Pandeminin tesirleri tüm dünyada olduğu üzere ülkemizde de birtakım olumsuz sonuçlara neden oldu. BM Bayan Ünitesi Türkiye Yöneticisi Asya Varbanova, salgının toplumsal ve ekonomik tesirlerini ölçmek üzere Türkiye’de yaptırdıkları ‘COVID-19 Tesirlerinin Toplumsal Cinsiyet Açısından Değerlendirilmesi’ araştırmasının sonuçlarını Hürriyet’le paylaştı. Asya Varbanova özetle şunları söyledi:
GERILIM VE TELAŞ ARTTI
“Türkiye’de bayanların yüzde 54’ü ve erkeklerin yüzde 49’u salgının başlamasıyla birlikte gerilim ve kaygı üzere problemler yaşadı. Gerilimin en değerli sebebi bayanların üzerindeki konut işi yüküyle birlikte iş kaybı ve finansal kasvetler. Bayanların fiyatsız konut içi bakım kategorilerinin hepsinde iş yükünün, erkeklere ve pandemi öncesi periyotla kıyasla, önemli oranda arttığı görülüyor. Örneğin, bayanların yüzde 78’i en çok konut paklığı ve bakımına vakit ayırırken, yemek pişirme ve servis etme yüzde 60 ile ikinci sırada yer alıyor.
Bu oranlar erkeklerde ise sırasıyla yüzde 47 ve yüzde 24 olarak gerçekleşti.
Araştırma, erkeklerin kıymetli bir oranının birtakım mesken işlerini hem COVID-19 öncesi devirde hem de COVID-19 devrinde yapmadıklarını ortaya koyuyor. Yemek yapmadığını söyleyen erkeklerin oranı yüzde 40.7 iken, paklık yapmadığını söyleyen erkeklerin oranı ise yüzde 25.5 olarak ortaya çıkıyor. Bu oranın bayanlarda ise çok daha az (yüzde 5 ve yüzde 2.2) olduğu gözlemleniyor.
ŞİDDETİ KÖRÜKLEDİ
Datalar, bayanlara ve kız çocuklarına yönelik şiddetin COVID-19 başladığından bu yana arttığına işaret ediyor. Meskende kalma önlemleri hasebiyle şiddete meyilli partnerler güç ve denetim uygulayabiliyorlar. Daha az geliri ve daha az toplumsal temas fırsatı olan, hizmet ve toplulukların takviyesine erişme konusunda zorluk yaşayan birçok bayan, çıkış seçeneği ve dayanak olmadan, şiddet uygulayanlarla tıpkı konutta kalmak zorunda kalıyor.
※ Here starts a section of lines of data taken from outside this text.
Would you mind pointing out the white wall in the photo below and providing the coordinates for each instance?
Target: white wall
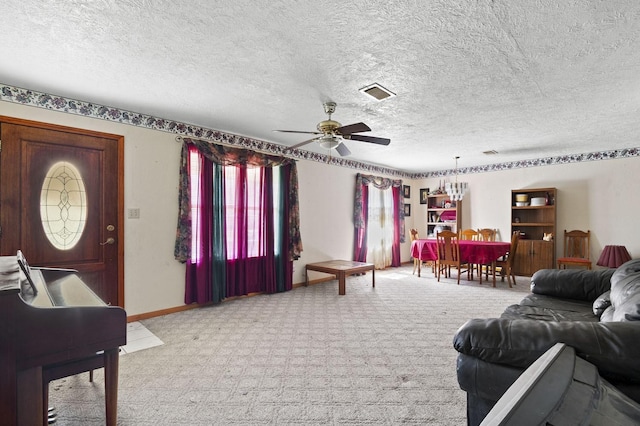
(597, 195)
(600, 196)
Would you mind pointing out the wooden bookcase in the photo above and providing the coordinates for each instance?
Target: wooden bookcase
(442, 212)
(533, 222)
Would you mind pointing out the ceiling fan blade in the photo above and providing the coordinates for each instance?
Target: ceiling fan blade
(370, 139)
(301, 144)
(352, 128)
(343, 150)
(298, 131)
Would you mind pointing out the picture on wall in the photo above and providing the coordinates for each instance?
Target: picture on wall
(424, 192)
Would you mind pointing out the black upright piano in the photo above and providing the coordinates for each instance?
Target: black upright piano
(52, 326)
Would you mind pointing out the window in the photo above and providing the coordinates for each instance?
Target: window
(243, 204)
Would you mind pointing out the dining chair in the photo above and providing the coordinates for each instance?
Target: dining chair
(505, 263)
(470, 235)
(416, 261)
(448, 254)
(576, 249)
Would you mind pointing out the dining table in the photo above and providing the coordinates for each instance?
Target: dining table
(471, 251)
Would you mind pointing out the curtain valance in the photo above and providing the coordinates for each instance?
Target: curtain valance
(230, 156)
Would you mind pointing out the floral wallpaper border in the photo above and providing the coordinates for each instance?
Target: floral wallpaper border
(88, 109)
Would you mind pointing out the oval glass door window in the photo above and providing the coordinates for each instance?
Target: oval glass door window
(63, 205)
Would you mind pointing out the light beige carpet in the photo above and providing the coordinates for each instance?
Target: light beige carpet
(376, 356)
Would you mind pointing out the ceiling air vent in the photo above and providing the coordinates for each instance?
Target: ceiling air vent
(377, 92)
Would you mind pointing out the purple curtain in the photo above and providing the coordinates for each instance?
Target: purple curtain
(397, 208)
(223, 257)
(360, 238)
(361, 212)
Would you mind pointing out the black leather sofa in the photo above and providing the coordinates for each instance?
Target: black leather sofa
(596, 312)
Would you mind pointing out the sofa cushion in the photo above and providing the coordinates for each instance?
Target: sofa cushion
(548, 308)
(580, 284)
(625, 293)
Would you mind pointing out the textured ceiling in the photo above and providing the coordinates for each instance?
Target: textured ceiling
(526, 78)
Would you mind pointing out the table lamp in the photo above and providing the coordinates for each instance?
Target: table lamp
(613, 256)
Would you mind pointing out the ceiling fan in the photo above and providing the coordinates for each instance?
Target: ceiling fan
(333, 133)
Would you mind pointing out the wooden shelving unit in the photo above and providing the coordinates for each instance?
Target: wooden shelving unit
(533, 222)
(442, 212)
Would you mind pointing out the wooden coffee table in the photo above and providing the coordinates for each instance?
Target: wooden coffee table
(341, 269)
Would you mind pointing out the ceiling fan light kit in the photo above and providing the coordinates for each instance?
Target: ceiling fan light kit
(333, 134)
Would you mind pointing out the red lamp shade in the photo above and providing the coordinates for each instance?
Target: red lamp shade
(613, 256)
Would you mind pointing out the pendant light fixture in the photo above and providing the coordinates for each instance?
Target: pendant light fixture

Başka yandan ekonomik zorluklar ve okulların kapanması üzere önlemler münasebetiyle, kız çocukları da COVID-19 ile baş etme sistemi olarak erken yaşta evlendirilme riski ile karşı karşıya kalıyor. Dahası, COVID-19 münasebetiyle teknoloji kullanımının artması bayanlara ve kız çocuklarına yönelik taciz, zoom akınları, ve cinsel taciz başta olmak üzere sanal şiddeti de arttırmış durumda.
‘SAĞLIK ÇALIŞANLARININ YÜZDE 69’U KADIN’
Asya Varbanova bayanların dünya sağlığındaki yeriyle ilgili bilgileri de şöyle açıkladı: “Dünya genelinde sıhhat çalışanlarının yüzde 69’u ve bakım bölümünde çalışanların yüzde 88’i bayanlardan oluşuyor. Türkiye’de ise tabiplerin yüzde 50’si, hemşirelerin yüzde 70’i ve ebelerin yüzde 100’ünü bayanlar oluşturuyor. Bu durum onları değerli ölçüde enfeksiyon riskine maruz bırakıyor. Sıhhat hizmetlerinin yükünün büyük bir kısmını bayanlar taşımalarına karşın krizlerle çaba düzeneklerinde, ulusal ve global karar alma sistemlerinde gereğince temsil edilmiyorlar.”